On going through the statement of this witness, we have no doubt in our mind to hold that the entire statement of the witness appears to be based on contradictions and no credibility can be attached to the statement of such a witness to remove the clouds of suspicious circumstances to give credit of any kind to the appellant to hold that the circumstances do exist that the deceased instead of signing put his finger prints on the 'will'. Respondent 1 in her evidence has brought enough material on record to prove that the deceased on July 15, 1969 or even 4/5 days before, the said date did not even possess a sound disposing mind. In AIR 1965 SC 354 (Ramchandra Rambux, v. Champabai, on the standard of proof of a 'will' prepared under suspicious circumstances, their Lordships held : --

"In all cases in which a will is prepared under circumstances which- arouse the suspicion of the court that it does not express the mind of the testator, or that it was prepared under highly suspicious circumstances, it is for the propounder of the will to remove that suspicion."

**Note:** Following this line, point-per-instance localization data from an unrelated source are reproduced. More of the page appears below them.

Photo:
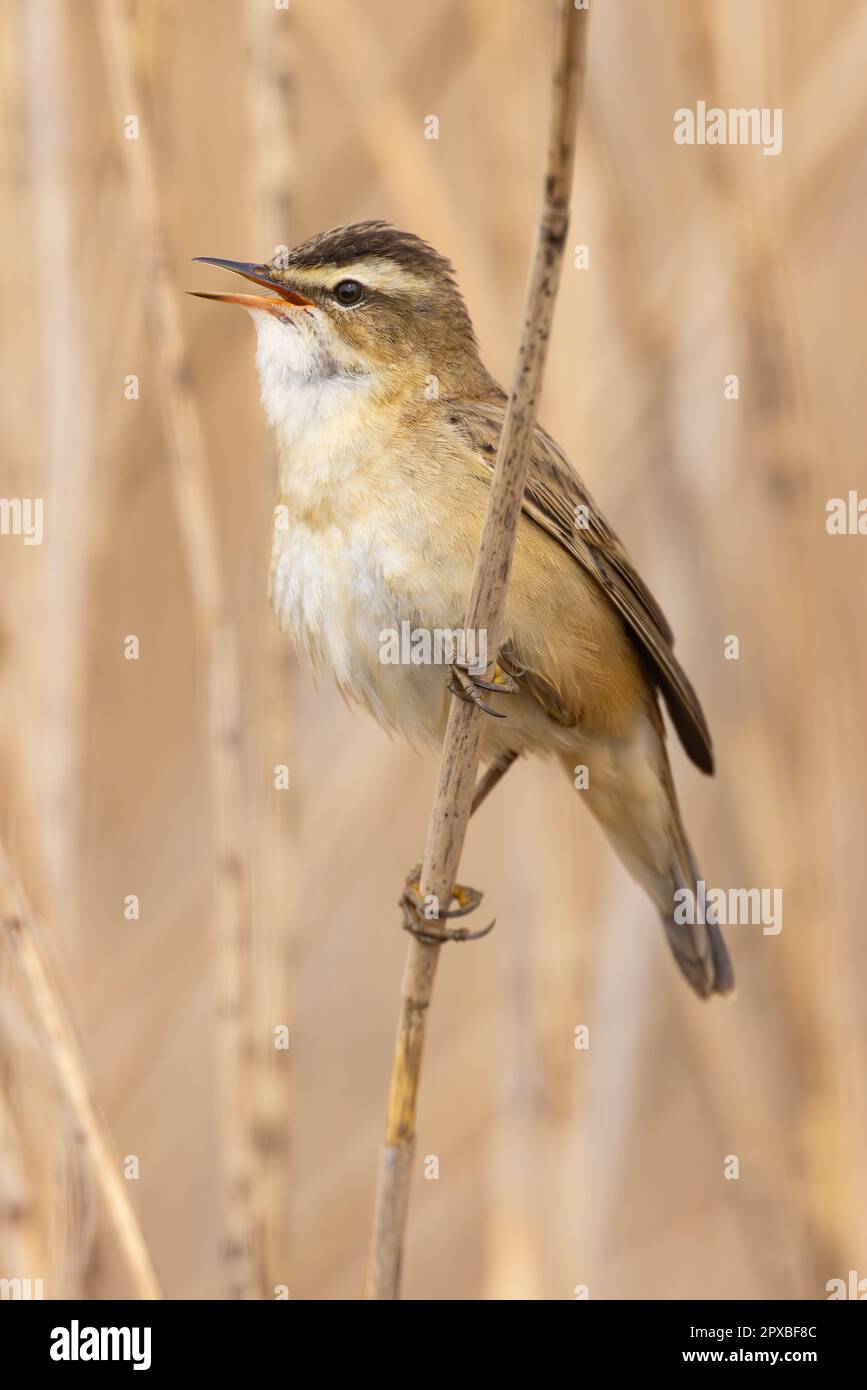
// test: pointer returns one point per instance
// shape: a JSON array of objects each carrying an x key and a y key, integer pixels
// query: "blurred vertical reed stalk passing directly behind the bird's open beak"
[{"x": 270, "y": 92}]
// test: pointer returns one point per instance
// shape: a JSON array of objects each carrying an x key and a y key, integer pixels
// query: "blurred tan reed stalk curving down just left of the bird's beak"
[{"x": 198, "y": 522}]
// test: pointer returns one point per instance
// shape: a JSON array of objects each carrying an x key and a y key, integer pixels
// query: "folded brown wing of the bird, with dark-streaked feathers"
[{"x": 556, "y": 500}]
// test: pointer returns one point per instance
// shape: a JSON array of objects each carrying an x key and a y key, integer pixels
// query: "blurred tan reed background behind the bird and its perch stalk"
[{"x": 265, "y": 908}]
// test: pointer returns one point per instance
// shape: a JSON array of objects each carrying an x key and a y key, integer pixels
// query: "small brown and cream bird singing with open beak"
[{"x": 387, "y": 425}]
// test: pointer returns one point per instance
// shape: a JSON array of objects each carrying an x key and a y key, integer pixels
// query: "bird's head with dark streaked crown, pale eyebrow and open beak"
[{"x": 361, "y": 302}]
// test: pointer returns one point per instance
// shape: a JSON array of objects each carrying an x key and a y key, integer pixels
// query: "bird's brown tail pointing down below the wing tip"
[{"x": 636, "y": 804}]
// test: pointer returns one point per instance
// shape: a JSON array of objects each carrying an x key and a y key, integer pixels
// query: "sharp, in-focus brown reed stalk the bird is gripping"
[{"x": 462, "y": 744}]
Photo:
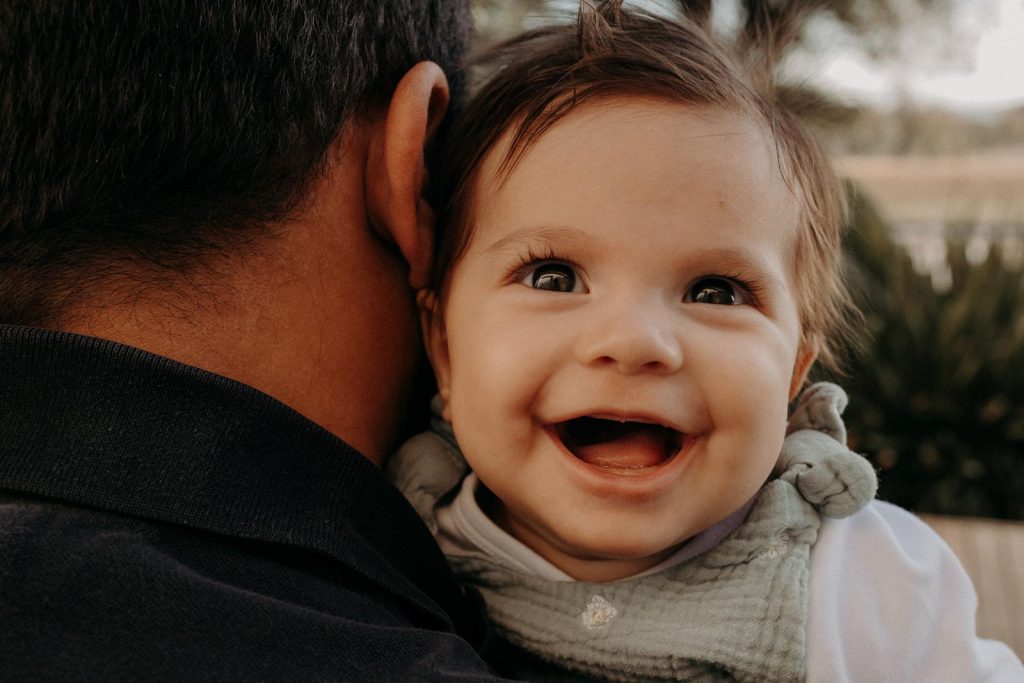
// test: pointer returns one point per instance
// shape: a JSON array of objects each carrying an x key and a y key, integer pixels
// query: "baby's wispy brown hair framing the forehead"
[{"x": 611, "y": 52}]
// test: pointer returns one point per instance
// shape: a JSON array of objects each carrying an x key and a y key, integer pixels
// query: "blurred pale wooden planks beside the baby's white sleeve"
[{"x": 993, "y": 553}]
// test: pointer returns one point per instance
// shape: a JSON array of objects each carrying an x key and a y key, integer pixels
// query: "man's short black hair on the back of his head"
[{"x": 150, "y": 134}]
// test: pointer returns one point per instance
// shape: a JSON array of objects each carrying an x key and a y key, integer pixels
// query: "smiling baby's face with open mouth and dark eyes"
[{"x": 622, "y": 334}]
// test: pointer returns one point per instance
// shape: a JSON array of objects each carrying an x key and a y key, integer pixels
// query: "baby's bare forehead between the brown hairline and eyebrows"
[{"x": 621, "y": 169}]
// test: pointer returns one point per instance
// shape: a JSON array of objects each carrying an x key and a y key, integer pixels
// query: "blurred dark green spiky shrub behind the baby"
[{"x": 937, "y": 395}]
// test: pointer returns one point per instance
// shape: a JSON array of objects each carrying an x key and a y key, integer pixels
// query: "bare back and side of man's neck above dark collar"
[{"x": 319, "y": 317}]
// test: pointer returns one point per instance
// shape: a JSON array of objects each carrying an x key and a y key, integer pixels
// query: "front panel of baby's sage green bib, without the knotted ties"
[{"x": 735, "y": 613}]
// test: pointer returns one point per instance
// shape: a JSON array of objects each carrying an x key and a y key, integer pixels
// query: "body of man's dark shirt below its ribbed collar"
[{"x": 95, "y": 594}]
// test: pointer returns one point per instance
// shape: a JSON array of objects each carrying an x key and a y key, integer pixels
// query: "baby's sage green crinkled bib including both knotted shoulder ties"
[{"x": 732, "y": 606}]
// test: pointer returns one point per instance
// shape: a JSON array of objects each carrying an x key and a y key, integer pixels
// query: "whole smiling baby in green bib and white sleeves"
[{"x": 638, "y": 266}]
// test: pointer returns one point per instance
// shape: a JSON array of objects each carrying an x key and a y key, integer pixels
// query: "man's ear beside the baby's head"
[{"x": 396, "y": 167}]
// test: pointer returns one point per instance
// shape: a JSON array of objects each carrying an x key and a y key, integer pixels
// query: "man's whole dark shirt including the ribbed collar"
[{"x": 158, "y": 522}]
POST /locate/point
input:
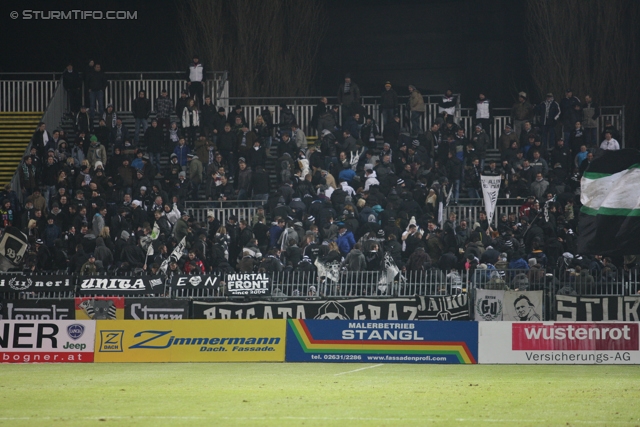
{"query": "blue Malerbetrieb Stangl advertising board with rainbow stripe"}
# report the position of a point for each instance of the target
(381, 341)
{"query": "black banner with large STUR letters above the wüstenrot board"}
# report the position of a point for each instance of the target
(597, 309)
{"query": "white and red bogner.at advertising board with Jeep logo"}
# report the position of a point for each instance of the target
(46, 341)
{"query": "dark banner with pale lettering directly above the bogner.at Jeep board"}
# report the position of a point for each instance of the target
(41, 309)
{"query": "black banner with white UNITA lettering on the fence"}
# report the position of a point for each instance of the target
(131, 285)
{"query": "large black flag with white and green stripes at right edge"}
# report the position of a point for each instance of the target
(610, 214)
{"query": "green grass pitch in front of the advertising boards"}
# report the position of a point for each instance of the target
(275, 394)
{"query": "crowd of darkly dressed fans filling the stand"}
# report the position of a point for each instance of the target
(90, 204)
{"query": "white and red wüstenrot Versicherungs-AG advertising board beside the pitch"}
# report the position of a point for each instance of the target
(561, 343)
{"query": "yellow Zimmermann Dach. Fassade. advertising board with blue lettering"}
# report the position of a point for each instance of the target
(190, 341)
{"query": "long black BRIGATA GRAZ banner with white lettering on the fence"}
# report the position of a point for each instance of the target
(423, 308)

In this case the part played by Jagat Ram, husband of the appellant in getting the alleged 'will' prepared in favour of his wife the appellant and the evidence given by the scribe petition writer, the attesting witnesses of the 'Will', namely, Kartar Singh and Babu Ram and over all the statement of Dr. T. R. Narang are found so much contradictory to each other, that they instead of obliterating them strengthen the suspicious circumstances surrounding the 'Will'.

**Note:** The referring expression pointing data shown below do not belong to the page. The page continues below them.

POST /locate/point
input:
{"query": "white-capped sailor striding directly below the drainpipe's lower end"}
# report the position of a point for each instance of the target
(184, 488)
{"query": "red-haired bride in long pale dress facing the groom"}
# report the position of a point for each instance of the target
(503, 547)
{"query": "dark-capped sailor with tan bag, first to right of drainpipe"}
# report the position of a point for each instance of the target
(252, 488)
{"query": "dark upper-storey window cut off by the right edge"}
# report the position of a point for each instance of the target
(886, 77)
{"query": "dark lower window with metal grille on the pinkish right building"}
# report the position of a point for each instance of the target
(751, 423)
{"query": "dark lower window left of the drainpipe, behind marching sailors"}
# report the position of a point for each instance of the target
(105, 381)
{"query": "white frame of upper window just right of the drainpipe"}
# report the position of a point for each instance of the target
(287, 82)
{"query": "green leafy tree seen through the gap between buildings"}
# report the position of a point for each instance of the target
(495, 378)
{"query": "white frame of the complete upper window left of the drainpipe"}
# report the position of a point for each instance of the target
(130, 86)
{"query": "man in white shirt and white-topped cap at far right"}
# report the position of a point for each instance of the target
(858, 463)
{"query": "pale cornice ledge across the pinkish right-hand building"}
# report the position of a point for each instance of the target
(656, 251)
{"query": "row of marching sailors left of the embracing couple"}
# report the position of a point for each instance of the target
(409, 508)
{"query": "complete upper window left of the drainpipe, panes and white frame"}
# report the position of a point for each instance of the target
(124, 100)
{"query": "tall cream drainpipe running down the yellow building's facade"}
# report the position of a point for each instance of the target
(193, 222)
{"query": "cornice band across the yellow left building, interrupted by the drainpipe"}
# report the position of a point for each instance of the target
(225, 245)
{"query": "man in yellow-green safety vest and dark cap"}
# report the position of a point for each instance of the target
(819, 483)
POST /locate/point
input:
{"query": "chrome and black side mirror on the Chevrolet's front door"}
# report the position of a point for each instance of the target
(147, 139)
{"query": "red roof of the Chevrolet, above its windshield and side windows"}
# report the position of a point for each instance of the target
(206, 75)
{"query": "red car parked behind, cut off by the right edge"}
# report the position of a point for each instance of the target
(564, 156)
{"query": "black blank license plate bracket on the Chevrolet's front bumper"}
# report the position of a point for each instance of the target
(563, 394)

In this state of evidence, the suspicious circumstances surrounding the 'will' having not been removed by the appellant, the findings arrived at by the learned trial Judge in our opinion cannot be said to be either perverse or illegal requiring interference in the appeal.

12. In the result, the appeal fails, which is hereby dismissed. However, under the circumstances, parties are left to bear their own costs. The record be sent back.